Where is it stated that the owner is responsible for shipping??


----------



## verycreativeusername

okay, i'll get in touch with giant directly... with the LBS, i'm new to this bike shop as i have only just discovered it, perhaps thats why they are reluctant to pay shipping. they are an authorized giant dealier, but i'm not sure about the future... i did originally purchased this bike from a different shop, after speaking to them they say that they'll send some pictures off but they're not sure how much good that'll do me. i hope this gets resolved soon as this was such a nice frame... very underated IMO

EDIT: i believe shipping is a few hundred, the post here goes on the size of the box :mad2:


----------



## PJ352

verycreativeusername said:


> okay, i'll get in touch with giant directly... with the LBS, i'm new to this bike shop as i have only just discovered it, perhaps thats why they are reluctant to pay shipping. *they are an authorized giant dealier*, but i'm not sure about the future... i did originally purchased this bike from a different shop, after speaking to them they say that they'll send some pictures off but they're not sure how much good that'll do me. i hope this gets resolved soon as this was such a nice frame... very underated IMO
> 
> EDIT: i believe shipping is a few hundred, the post here goes on the size of the box :mad2:


All that should matter is that the shop is an authorized dealer. If so, Giant and the LBS work out the details of how to process the warranty claim. 

I think Sven provided some good contact info, but I'd pursue this from more than one angle - like continuing to press the LBS for a resolution. 
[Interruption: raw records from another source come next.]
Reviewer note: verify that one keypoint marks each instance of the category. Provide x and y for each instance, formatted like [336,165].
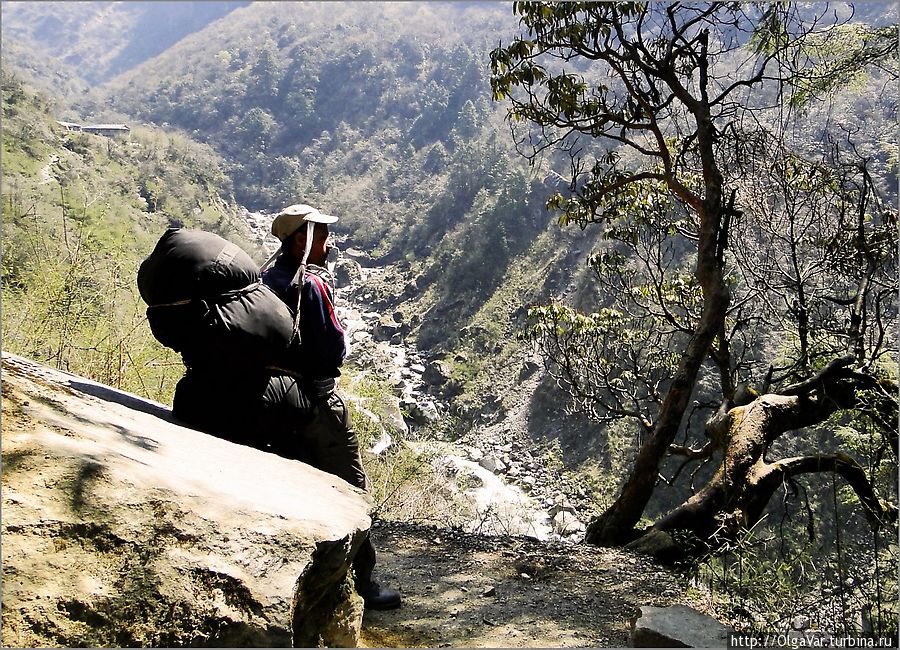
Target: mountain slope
[102,39]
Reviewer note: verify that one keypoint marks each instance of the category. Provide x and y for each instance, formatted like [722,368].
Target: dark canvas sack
[205,300]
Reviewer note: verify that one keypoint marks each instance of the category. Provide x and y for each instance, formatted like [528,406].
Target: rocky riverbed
[497,468]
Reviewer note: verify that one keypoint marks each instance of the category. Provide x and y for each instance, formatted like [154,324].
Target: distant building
[69,126]
[106,129]
[97,129]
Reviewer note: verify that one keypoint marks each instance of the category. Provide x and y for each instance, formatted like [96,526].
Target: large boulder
[122,528]
[677,626]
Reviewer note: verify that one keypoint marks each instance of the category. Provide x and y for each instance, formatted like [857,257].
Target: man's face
[319,251]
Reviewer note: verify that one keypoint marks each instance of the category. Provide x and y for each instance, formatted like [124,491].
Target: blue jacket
[323,344]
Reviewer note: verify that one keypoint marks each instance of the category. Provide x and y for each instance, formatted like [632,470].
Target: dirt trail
[463,590]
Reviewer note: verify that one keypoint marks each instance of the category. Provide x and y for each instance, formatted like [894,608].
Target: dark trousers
[273,413]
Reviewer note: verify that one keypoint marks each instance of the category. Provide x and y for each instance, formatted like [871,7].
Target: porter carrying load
[205,300]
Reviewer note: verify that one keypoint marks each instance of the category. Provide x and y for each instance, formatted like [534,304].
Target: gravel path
[464,590]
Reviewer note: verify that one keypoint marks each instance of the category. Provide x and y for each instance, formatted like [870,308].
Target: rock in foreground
[121,528]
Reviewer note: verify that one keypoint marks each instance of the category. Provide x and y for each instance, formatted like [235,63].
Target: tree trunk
[736,497]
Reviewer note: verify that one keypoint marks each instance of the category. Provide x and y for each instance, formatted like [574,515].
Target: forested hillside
[80,212]
[380,114]
[98,40]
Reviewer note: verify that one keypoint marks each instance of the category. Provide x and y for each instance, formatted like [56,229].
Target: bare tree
[723,246]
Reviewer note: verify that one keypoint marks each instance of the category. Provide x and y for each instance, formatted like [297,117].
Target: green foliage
[80,214]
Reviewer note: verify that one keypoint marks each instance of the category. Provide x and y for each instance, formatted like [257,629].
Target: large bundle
[205,300]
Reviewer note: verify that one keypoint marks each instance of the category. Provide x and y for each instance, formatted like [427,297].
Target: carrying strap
[300,277]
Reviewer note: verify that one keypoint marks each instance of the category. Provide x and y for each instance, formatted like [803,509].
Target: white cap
[292,217]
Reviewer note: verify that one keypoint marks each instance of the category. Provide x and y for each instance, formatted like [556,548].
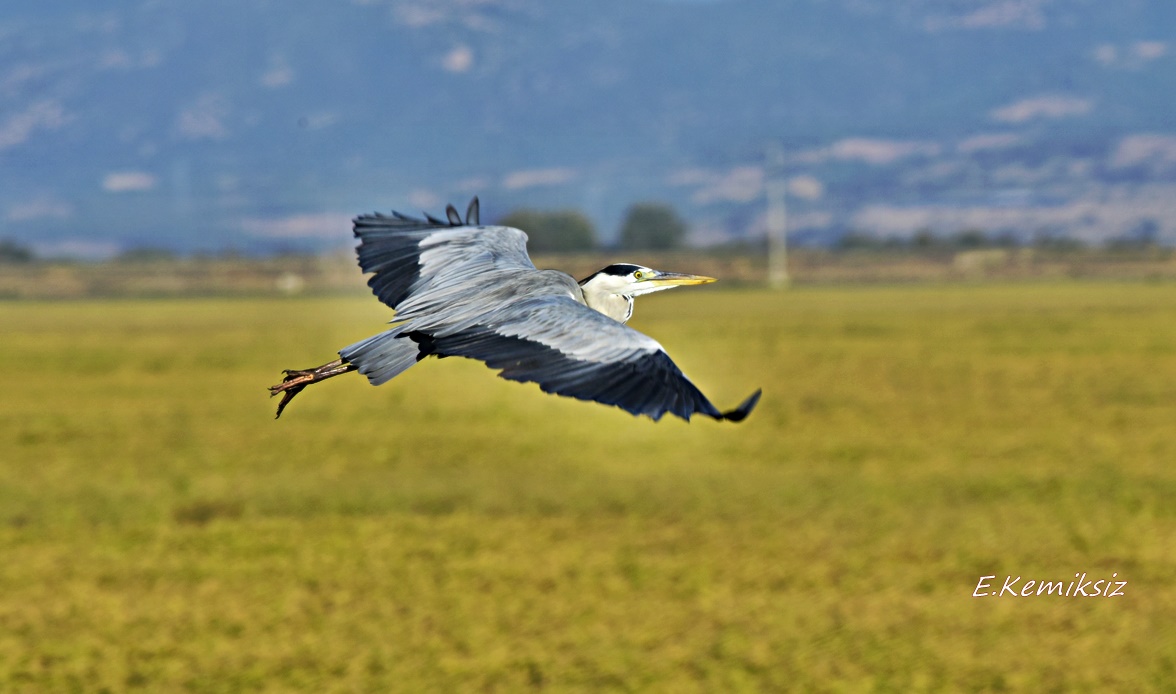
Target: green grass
[450,531]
Sometimes, it simply comes down to being a nudge to get things done.


----------



## verycreativeusername

contacted the giant adelaide store directly, they say they'll handle the warranty... getting somewhere


----------



## Swerny

PJ352 said:


> Where is it stated that the owner is responsible for shipping??


it doesn't, but it does say:

Unless otherwise provided, the sole remedy under the above warranty, or any implied warranty, is limited to the replacement of defective parts with those of equal or greater value at the sole discretion of Giant. Unless within the free 60-day repair labor period, you will be responsible for labor costs associated with warranty replacements.

I said most companies. 

Everything I have read about warranty claims indicates you would be responsible for shipping and/or labour to strip/build the bike


----------



## albert owen

Irrespective of any stated warranty from the manufacturer, when you purchase something here in the UK your contract is with the shop and you have a 6 year period during which whatever you buy should work properly and be free from defects.
Therefore, Giant's (or any other importer or manufacturer's) attitude is irrelevant.
Obviously some shops don't like you knowing this. So, if they get awkward simply say the magic words: "Sale of Goods Act".


----------



## Italianrider76

Hey, I'm in Sydney and had to send a wheelset to Adelaide. It cost me $40. I can't imagine a frame costing that much more. Try these guys:

Courier, Parcel Delivery & Shipping Services in Australia:Same Day Delivery


----------



## verycreativeusername

update: we've decided to send in some pictures of the frame to see if we can get any responses, will keep that courrier in mind if they still insist on postage though:rolleyes5: that "Sale of Goods Act" sounds like a great thing to have


----------



## FrankDaTank

I would suggest the problem is with the LBS as they don't want to be stuck with the labour charge for stripping and rebuilding the bike. I had my TCR advanced SL frame replaced under warranty and Giant were extremely cooperative.

I initially contacted a few local Giant dealers as I live in the country and have moved away from where I purchased it; some were helpful and others not. I then contacted Giant Australia and they organised for me to have it changed over at the Giant store in Adelaide. The guys there were fantastic and I only had to pay for some cables and bearings. I came away with admiration for a company that has such great support and product back up and will continue to buy Giant products in the future.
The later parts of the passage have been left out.